Where will the costs come from? Most respondents say that it's going to be the cost of training and recruiting new employees. Other areas that will tap company resources are (in relative order) missed production, paid overtime and lost customer satisfaction.

Moreover, auto executives find the responsibility of searching for and recruiting skilled workers has become so difficult that 70 percent said they would outsource an entire department or job function to avoid doing it in-house. A majority, 53 percent, said that outsourcing production machine maintenance would provide the most productivity gains. This is because, respondents say, just one minute of downtime - when machines break or aren't working - costs their plants thousands of dollars. Over one-quarter of automakers surveyed disclose the cost to be as high as $25,000 - $50,000 per minute.

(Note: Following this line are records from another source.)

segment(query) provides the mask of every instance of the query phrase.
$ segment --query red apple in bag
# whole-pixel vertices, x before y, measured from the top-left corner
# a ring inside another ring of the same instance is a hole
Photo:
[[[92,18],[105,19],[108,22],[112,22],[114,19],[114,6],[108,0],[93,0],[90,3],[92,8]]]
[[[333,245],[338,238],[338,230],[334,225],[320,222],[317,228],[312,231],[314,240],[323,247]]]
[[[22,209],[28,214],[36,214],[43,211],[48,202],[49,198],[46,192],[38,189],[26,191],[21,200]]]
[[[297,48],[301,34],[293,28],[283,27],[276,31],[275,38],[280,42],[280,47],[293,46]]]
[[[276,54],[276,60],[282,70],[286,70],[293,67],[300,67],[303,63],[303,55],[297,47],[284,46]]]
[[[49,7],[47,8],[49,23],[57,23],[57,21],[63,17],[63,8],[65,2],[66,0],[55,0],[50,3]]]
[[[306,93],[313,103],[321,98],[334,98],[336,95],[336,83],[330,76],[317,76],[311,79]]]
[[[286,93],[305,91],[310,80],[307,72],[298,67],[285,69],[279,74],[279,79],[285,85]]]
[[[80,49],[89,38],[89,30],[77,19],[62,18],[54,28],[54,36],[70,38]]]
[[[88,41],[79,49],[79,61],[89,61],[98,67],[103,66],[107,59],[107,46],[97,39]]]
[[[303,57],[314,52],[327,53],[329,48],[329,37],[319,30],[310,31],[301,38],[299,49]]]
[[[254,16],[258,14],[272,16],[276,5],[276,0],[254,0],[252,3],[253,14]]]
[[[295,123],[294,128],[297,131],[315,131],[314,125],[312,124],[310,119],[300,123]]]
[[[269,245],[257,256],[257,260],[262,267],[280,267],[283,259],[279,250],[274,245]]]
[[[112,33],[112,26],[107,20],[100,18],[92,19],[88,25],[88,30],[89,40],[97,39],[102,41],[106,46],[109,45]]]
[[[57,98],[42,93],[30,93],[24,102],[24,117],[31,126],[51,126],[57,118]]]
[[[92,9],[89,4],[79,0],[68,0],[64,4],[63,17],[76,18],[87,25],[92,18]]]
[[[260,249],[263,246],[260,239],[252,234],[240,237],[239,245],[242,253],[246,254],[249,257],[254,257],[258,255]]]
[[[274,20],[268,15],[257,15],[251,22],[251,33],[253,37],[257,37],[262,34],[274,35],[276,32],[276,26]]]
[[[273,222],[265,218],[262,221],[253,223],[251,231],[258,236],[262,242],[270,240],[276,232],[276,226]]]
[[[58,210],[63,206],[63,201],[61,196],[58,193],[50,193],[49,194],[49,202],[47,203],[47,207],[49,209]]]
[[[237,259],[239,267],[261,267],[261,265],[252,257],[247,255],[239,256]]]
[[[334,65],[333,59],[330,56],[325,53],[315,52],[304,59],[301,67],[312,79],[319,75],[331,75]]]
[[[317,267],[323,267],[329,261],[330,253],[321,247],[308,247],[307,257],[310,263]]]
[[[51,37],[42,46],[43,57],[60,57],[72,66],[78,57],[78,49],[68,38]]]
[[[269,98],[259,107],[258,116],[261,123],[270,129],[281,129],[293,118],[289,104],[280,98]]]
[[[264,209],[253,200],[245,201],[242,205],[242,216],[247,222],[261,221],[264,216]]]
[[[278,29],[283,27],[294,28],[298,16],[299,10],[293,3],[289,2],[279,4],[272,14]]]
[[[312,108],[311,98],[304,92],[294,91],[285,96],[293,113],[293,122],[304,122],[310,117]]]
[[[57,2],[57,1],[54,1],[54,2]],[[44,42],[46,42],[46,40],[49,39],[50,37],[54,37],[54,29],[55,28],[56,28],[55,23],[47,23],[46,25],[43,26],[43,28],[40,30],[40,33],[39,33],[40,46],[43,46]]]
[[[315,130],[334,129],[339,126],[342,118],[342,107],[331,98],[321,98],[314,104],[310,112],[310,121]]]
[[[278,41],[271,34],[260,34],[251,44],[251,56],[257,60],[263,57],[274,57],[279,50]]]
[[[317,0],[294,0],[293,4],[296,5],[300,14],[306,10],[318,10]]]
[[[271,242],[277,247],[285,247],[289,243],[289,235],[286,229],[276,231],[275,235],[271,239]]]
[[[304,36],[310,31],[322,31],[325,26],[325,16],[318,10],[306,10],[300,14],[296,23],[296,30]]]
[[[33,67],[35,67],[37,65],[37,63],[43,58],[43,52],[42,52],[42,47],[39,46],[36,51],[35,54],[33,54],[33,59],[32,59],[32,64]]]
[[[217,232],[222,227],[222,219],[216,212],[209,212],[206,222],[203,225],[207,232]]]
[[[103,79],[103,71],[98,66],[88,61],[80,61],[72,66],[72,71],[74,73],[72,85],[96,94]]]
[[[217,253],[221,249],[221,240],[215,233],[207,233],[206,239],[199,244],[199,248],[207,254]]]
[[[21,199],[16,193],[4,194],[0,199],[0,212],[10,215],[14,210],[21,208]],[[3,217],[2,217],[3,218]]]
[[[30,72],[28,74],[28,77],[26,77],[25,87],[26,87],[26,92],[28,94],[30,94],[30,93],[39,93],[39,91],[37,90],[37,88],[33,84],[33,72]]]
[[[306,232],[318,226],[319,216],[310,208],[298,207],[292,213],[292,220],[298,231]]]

"The looming skilled labor shortage is the single most important issue the US. automobile industry will be facing in the next five to ten years," said Kim Hill, Automotive Communities Program Director for the Center for Automotive Research (CAR) in Ann Arbor, MI. "Due to anticipated retirements at existing plants, the expansion of U.S. production facilities by foreign-based manufacturers, and the general perception of manufacturing as an "old technology" industry, manufacturers will be hard-pressed to staff their facilities with qualified workers."

ATS surveyed over 100 automotive industry executives with titles of CEO, CIO, CFO, CTO and Executive Vice President on a far ranging list of topics relating to the skilled worker shortage, which the U.S. Bureau of Labor Statistics says will reach 5.3 million people by 2010, increasing to 14 million by 2015. The shortage is caused by a combination of factors, including the imminent retirement of baby boomers, fewer apprenticeship programs and fewer high school graduates pursuing manufacturing skills.

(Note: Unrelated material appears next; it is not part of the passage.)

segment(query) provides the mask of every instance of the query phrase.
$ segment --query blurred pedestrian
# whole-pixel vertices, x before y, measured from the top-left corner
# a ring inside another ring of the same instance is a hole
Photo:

Yet among respondents there is no single silver bullet solution to making their factories run better. The two most popular answers are to eliminate waste, and hire more skilled labor.

"Automotive manufacturing today has become very specialized, requiring skilled people on the job," said ATS President Jeffrey Owens. "Computerized factory automation has led today's manufacturers to rely more on brains than brawn. Those in the plant are challenged with bottom-line business goals: improving productivity, decreasing downtime, eliminating cost and increasing quality."

ATS pioneered the factory asset service business two decades ago, and today is the leading company providing managed services for production equipment maintenance, industrial parts repair and IT infrastructure support for manufacturers. Key to ATS' success is a recruitment and training program that fulfills the need for a skilled workforce. ATS' white paper, Workforce Trends: Tools for taking control of today's skilled labor shortage, provides guidance on what companies can do to avert the skilled workforce crisis. 

ATS customers who have benefited from significantly increased factory productivity, skilled labor fulfillment and improved competitiveness include Nissan Motor Co. (NASDAQ: NSANY), Textron (NYSE: TXT), Caterpillar Inc. (NYSE: CAT), Eaton (NYSE: ETN ), Fortune Brands (NYSE:FO), Honeywell (NYSE: HON), Honda Motor Company (NYSE: HMC), Magneti Marelli and other manufacturing leaders.